As in previous years, the portfolios’ exposure to foreign currencies were not hedged at the income level.

Discount and Share Repurchases

The Ordinary share price discount to net asset value was 15.6% at the half year, having been 14.3% at the start of the period. The Sigma share price discount to net asset value was 19.9% at the half year, having been 23.9% at the start of the period. The discount had widened to 25.9% at the end of August prior to the announcement of the Conversion Proposal by the Board on 26 September. A total of 500,000 Sigma shares were repurchased in the period at an average price of 67.7p. There were no repurchases after the date of the announcement of the proposal to convert the share capital of the Sigma shares into Ordinary shares.

Board Changes

We announced on 23 October that Paul Spencer CBE was resigning from the Company at the end of December. His role as Chairman of the Audit Committee will be taken by David Watson. On behalf of the Board, I thank Paul for his considerable contribution to the Company and wish him well for the future.


Performance of European equity markets remains dominated by the issues within the Eurozone. Whilst there is no single solution it is heartening to see some recent evidence of coordinated thought between the politicians and the central banks. The markets’ broad upwards trajectory, which commenced in mid June, has continued into the second half of the financial year. Pan European property share prices have risen 5.5% in October, again outperforming broader European equity markets. This rise has been fuelled by announcements of intended actions to improve the cost of sovereign debt and improve the solvency and lending capability of European banks. This is a painfully slow process compared with other regions, notably the U.S.A., and will have a limited impact on market confidence.

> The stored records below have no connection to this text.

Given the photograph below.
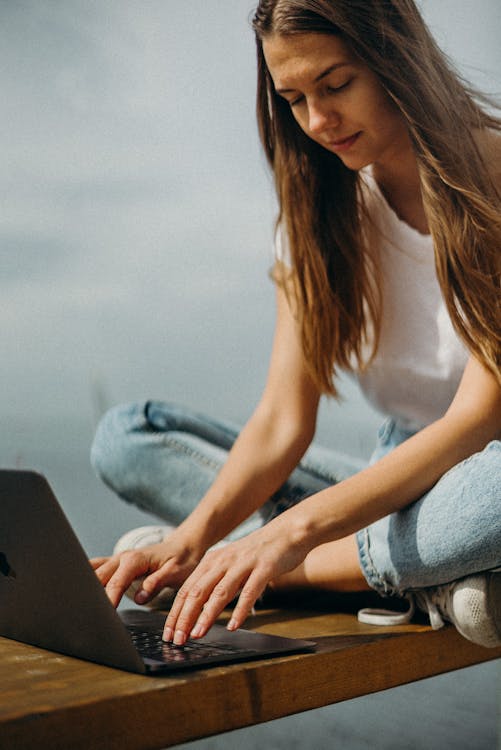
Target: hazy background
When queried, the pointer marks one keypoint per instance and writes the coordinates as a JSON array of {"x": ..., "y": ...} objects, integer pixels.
[{"x": 135, "y": 237}]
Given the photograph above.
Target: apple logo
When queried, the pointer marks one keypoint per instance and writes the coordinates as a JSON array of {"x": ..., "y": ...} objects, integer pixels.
[{"x": 5, "y": 568}]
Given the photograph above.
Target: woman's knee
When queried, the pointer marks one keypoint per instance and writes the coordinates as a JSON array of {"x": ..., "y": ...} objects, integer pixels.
[{"x": 112, "y": 444}]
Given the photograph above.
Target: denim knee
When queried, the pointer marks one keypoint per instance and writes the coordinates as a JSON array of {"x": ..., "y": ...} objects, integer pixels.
[{"x": 111, "y": 448}]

Our view is that the market’s current optimism towards property equities is grounded in the sector’s ability to offer stable earnings underpinned by quality Real Estate rather than great expectations of rental growth or capital gains. Most of our Continental companies’ income is index-linked and this, coupled with steady declines in the marginal cost of debt, gives us confidence that underlying earnings will continue to grow in those businesses which can continue to attract both competitive financing and tenants. The caveat clearly surrounds the latter. A return to economic growth is not obviously imminent. The risk that austerity measures being applied in all European countries will make recession more likely than growth is an obvious danger. We expect our Managers’ ability to outperform by superior stock and market selection will be demonstrated in the full in the months ahead.